There is no future where people are not meaningfully involved in agent work or vice versa. This position is touted a lot in AI spaces right now and it is fundamentally wrong. Human-agent work is a unified space and it always will be.
In the future this will look more like two minds working beside one another — people guiding direction, agents executing, sometimes the reverse. The world model grows and the agent becomes more autonomous and capable. But the work is shared. It will always be shared.
The Insight
Task management, agent observability and shared world model are all the same thing.
They are all answers to the same question: what is happening right now between the people and the agents doing this work? Every task created, every status change, every completion — these are state transitions in the world model. When a human checks something off, that's an action on the world model. When an agent marks a subtask done, same thing.
Nobody has built this layer.
- Agent memory frameworks give agents persistent context about users. One-directional. The agent remembers the human but the human doesn't interact through it.
- PM tools are retrofitting agent features onto human-first products. They will always be corporate task management, tool-first, agent-second.
- Agent-native startups are rebuilding existing tool categories — anchored to an existing shape: a PM tool, a messaging app, a workflow engine.
None of them are the shared persistent state where both agents and people interact through their actions.
Today's interfaces force a choice. Chat is agent-native — text in, text out. Humans drown in it. As agents write to knowledge bases, there is an inverse ratio between the size of the KB and its accessibility to the person. Every current tool optimizes for one side. The interaction layer that converges will be the one that's natively both — where a human adding a sticky note and an agent completing a task are the same operation on the same surface.
Why Now
Five things converged to make this possible:
- Agents are in production. Claude Code, Devin, Codex, OpenClaw — millions of people work alongside AI agents daily. The collaboration is real and messy and growing.
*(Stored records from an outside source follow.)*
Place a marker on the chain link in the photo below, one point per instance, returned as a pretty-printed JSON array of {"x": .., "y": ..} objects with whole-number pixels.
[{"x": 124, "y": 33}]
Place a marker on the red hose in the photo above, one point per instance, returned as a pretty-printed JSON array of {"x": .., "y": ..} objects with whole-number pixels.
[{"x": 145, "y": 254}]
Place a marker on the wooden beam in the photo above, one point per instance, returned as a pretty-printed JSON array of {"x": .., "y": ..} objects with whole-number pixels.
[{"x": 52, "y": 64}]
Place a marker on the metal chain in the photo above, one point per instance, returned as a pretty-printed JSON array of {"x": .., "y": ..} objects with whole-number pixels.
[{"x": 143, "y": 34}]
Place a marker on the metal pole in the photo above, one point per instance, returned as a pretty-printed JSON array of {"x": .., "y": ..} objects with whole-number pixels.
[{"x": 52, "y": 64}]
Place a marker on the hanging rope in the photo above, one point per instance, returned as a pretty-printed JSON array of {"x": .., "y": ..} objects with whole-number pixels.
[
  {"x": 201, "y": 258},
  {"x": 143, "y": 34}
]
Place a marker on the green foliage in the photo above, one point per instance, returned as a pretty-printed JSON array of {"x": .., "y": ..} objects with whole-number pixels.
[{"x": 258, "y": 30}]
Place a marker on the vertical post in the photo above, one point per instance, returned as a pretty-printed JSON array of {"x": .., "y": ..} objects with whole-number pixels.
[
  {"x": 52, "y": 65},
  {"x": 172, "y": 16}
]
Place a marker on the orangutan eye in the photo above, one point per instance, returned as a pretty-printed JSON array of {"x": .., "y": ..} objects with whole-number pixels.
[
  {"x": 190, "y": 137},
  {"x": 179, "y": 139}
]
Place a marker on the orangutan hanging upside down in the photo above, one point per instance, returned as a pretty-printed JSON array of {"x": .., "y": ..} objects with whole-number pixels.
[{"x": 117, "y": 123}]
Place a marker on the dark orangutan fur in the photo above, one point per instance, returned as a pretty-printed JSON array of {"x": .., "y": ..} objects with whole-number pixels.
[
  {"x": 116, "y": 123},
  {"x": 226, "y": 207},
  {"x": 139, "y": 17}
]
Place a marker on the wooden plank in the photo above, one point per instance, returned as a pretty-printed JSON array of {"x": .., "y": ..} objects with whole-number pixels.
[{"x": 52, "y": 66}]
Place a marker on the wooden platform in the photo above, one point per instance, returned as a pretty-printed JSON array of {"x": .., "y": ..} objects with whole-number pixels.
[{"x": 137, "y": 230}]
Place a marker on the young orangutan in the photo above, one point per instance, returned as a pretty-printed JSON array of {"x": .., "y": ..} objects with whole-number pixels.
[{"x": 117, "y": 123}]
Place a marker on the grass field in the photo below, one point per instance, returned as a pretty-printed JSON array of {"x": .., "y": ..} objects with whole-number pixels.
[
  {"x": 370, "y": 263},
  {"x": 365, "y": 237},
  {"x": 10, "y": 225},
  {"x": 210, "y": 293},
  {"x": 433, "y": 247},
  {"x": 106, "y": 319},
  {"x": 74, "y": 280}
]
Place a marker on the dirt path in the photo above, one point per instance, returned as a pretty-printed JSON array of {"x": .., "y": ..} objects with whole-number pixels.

- The protocols exist. MCP, A2A, AG-UI are standardizing how agents connect to tools, to each other and to users. Toto speaks all of them.
- World models are exploding. Obsidian vaults, corporate wikis, agent memory stores — people and agents are building world models whether they call them that or not. They grow exponentially. They quickly become inaccessible to the humans who created them.
- The problem is getting worse, not better. Longer context windows don't solve cross-session, cross-device, cross-agent persistence. Every new agent capability generates more state that humans can't see.
- AI earned its recognition. Nobel Prizes in Physics and Chemistry went to AI researchers in 2024. This is no longer speculative technology. It is the foundation of a new era of scientific and practical progress.
Principles
Toto is the interaction layer. It is not the compute layer.
- We will never sell your data. Your tasks, your world model, your agent interactions — none of it becomes a product for someone else.
- We want as little as possible. No tracking, no behavioral analytics. We collect what Toto needs to function and nothing more.
- Bring your own agent. Zero token costs. Zero vendor lock-in. We connect through open protocols.
- Bring your own knowledge base. Toto integrates with wherever your knowledge already lives. Semantic reconciliation reads your world. It doesn't own it.
- Physical and digital. Toto's software is the digital surface. Physical products bring the world model into the space where humans actually live.
Read the full Data Principles.
There is no future where people are not meaningfully involved in agent work or vice versa. Life without work is meaningless and agents will never entirely replace the human aspect of work.
The question is whether people and agents can meaningfully interact with the world model they share. Toto is that interaction layer.